Combine/Merge Lexicons

In this guide we will show how to combine two lexicons together, both for single word and Multi Word Expression (MWE), so that the combined lexicon can be used in a single PyMUSAS RuleBasedTagger.

This approach is useful if you want the coverage of the existing lexicons that are available for the given language but you want to customize them. You might want to customize them because;

  • Want to add domain specific language to the lexicons, e.g. flat_* white_* = F2/Z3 (type of coffee)
  • Want to override/change an existing lexicon with a different semantic tag, e.g. in the English semantic lexicon Amazon PROPN is associated with Z2 M7 a semantic tag associated with Geographical names and Places but perhaps in your corpus you would like it to be associated with the company therefore change the semantic tag to Z3.

All of the existing lexicons for different language can be found at the Multilingual-USAS repository, in this guide we will only use the English lexicons.
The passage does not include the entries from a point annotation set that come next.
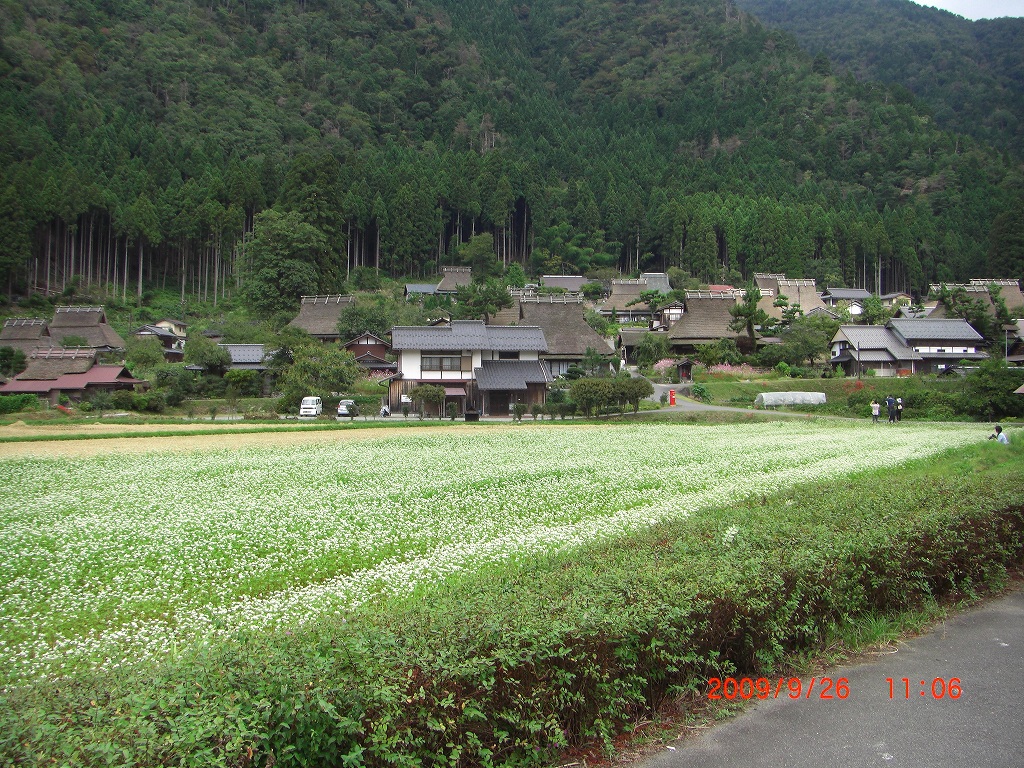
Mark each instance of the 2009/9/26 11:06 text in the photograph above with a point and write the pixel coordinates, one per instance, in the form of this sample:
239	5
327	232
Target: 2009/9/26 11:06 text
823	687
793	687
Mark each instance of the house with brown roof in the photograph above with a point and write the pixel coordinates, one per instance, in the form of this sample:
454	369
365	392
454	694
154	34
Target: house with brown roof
88	324
481	368
905	346
706	321
371	353
565	329
624	305
567	283
318	315
26	334
52	373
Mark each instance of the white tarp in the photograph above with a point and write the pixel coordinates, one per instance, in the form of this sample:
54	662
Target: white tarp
771	399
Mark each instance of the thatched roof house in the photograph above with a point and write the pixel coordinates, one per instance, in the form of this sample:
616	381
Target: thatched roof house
318	315
26	334
88	323
707	320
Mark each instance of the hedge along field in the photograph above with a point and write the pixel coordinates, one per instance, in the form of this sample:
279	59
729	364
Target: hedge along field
220	608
This guide is going to show how to create a PyMUSAS RuleBasedTagger that uses the existing English lexicons with additional custom lexicons that both extend the existing as well as override them. The guide will be broken down into:

  1. Setup
  2. How the existing tagger performs
  3. How to customize the tagger through combining the existing lexicon with a custom lexicon

Setup

Download both the English PyMUSAS RuleBasedTagger spaCy component and the small English spaCy model:

pip install https://github.com/UCREL/pymusas-models/releases/download/en_dual_none_contextual-0.3.3/en_dual_none_contextual-0.3.3-py3-none-any.whl
python -m spacy download en_core_web_sm

We are going to use 2 example custom lexicons, this is for example purposes only as we assume the custom lexicons you will use contain different/more lexicons and you don't need to have both a single and MWE lexicon.

The custom single word lexicon, that we assume is saved to a file at ./custom_semantic_lexicon.tsv

custom_semantic_lexicon.tsv
lemma	pos	semantic_tags
Amazon PROPN Z3
broligarchy NOUN S5

The custom MWE lexicon, that we assume is saved to a file at ./custom_mwe.tsv

custom_mwe.tsv
mwe_template	semantic_tags
battery_NOUN farm_NOUN Z3/Y1/W3
flat_* white_* F2/Z3

These files can be saved anywhere locally or even at a URL, just change the file path in the code to the location of these files.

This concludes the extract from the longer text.